In terms of the mechanisms, at the last X-summit Jason and I pretty much said who we wanted. If we both wanted one, we talked it over. Mostly when someone explained why they thought someone should go the other way, we saw the drama in it.

And, of course, there's also 6 issues worth of Uncanny between now and then. Their status quo of the characters now isn't necessarily going to be the status quo of them then.

Nrama: What tone are you seeking for the relaunched Uncanny X-Men? Does an attempted shift to world-class superheroics by the team mean a shift in the way the stories are told (i.e. Less drama, more "fun," etc.)?
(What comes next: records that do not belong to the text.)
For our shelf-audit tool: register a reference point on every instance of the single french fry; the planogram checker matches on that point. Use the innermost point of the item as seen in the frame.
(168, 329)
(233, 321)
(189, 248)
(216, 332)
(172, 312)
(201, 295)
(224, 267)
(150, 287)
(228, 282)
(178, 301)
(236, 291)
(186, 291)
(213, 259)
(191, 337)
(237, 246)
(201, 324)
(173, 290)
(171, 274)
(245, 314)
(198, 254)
Gillen: It's a exciting, dramatic high stakes book. It's certainly not what I'd call a "fun" book. As powerful as they are, when they go into battle, they are in absolute peril. It's tonally and recognizably X-men, but with all the needles deep in the red. Cursed to defend a world that hates and fears them, on a larger scale than ever.

There's plenty of internal drama as well. As I said, this is a hefty team. Even keeping them together is a battle. And there's an ethical question over considerable portions of what I'm doing. I quoted Machiavelli all the way back in my .1 issue about whether it's better to be loved or feared. The answer, thought, Machiavelli, is both. The team is that in practice. Yes, they're saving the world... but there's an implicit threat. You mess with mutants? You're messing with us. Do you *really* want to do that?

Oh - and there's some classic X-men villains who are raising their game along with the X-men. I try to write conflict grounded in emotional engagement and personal history, not just on the threat they pose. The Villains, ideally, should say something about the X-men. They should threaten them emotionally and ethically as much as they do physically.

Nrama: Finally, Kieron, this relaunch is still a few months off, and right now you have a four-part Fear Itself tie-in to worry about. What's happening with the team now in that story, and will we see any hinting at what's to come in the fall there?

Gillen: As I said in the last question, the themes I'm exploring were stated upfront in my first issue. "Breaking Point" was a pretty optimistic arc in the end. "Fear Itself" is perhaps less so. The actions my team choose to take are serious world-changing ones, and the final parts of motivation are put in place in my Uncanny X-Men: "Fear Itself" issues as much as Schism.